I have made a stripchart with a threshold marked in red. I would like to label the point that falls to the left of the threshold, but can't seem to get the 'text' function working at all.
stripchart screenshot
Here is the stripchart code:
stripchart(ctrls$`Staining Green`, method="jitter", pch=4, xlab='Staining Green', cex.lab=2)
abline(v=5,col=2,lty=3)
I first tried to filter only those samples below the threshold:
Staining.Green <- filter(QCcontrols, Staining.Green < 5)
then adding the text with
text(Staining.Green$`Staining Green` + 0.1, 1.1, labels = Staining.Green$Sample_Name, cex = 2)

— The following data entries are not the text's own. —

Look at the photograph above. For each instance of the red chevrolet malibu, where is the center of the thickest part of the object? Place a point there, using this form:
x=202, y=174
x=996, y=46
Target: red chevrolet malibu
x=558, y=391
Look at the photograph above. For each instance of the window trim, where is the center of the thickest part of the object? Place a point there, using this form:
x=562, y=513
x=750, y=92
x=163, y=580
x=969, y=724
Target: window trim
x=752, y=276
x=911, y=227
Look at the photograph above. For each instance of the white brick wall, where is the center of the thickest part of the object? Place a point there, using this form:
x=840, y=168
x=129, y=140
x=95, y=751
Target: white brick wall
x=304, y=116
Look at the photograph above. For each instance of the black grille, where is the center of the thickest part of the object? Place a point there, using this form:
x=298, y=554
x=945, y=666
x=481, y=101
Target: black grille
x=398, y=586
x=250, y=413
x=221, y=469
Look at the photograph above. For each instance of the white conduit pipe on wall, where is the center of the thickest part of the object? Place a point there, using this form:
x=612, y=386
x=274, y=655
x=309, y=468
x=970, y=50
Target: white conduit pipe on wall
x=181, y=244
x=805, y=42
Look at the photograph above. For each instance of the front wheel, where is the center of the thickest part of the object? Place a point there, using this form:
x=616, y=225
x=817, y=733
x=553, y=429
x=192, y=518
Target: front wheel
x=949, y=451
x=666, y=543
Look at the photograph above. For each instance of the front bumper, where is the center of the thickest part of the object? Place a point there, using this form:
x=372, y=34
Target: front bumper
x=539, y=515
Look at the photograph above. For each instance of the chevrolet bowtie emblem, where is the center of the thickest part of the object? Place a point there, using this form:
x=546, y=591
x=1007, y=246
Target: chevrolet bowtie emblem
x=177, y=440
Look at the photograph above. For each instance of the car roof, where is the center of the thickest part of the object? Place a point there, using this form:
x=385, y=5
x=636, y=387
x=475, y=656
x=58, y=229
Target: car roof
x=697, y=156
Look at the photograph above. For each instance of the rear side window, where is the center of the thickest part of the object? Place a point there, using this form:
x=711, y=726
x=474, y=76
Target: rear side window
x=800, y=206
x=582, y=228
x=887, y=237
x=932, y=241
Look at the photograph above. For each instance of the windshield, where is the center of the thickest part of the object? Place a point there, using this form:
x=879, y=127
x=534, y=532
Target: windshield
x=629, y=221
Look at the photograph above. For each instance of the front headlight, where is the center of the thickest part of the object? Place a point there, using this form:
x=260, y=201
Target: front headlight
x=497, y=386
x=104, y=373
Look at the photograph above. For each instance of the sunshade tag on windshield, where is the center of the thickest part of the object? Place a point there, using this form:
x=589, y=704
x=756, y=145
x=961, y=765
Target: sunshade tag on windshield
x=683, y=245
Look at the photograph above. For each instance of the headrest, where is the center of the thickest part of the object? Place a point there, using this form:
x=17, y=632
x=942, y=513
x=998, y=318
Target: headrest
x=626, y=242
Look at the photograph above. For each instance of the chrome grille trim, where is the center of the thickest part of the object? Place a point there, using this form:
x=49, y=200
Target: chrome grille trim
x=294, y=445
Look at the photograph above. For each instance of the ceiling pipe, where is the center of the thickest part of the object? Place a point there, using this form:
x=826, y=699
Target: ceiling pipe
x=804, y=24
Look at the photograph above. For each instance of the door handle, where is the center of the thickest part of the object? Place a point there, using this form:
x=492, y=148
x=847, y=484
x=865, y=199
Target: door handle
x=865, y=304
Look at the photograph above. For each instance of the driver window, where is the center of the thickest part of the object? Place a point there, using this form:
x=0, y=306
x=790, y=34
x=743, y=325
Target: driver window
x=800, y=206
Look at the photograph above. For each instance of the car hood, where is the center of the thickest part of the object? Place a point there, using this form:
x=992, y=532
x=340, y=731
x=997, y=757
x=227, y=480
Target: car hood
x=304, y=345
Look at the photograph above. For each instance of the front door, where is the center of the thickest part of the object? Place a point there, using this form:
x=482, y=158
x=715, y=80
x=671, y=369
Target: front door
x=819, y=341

This didn't add any text to the chart.
Then I tried labeling all the points, in case I was making it too complicated, with variations on:
text(ctrls$`Staining Green` + 0.1, 1.1, labels = ctrls$Sample_Name)
Again, no text added, and no error message.
Any suggestions greatly appreciated!
Update: my ctrls object is more complex than I realized - maybe this is tripping me up:
List of 17
$ Restoration : num [1:504] 0.0799 0.089 0.1015 0.1096 0.1092 ...
..- attr(*, "threshold")= num 0
$ Staining Green : num [1:504] 25.1 23.5 21.1 19.7 22.3 ...
..- attr(*, "threshold")= num 5
$ Staining Red : num [1:504] 39.8 40.9 36.9 33.2 33.2 ...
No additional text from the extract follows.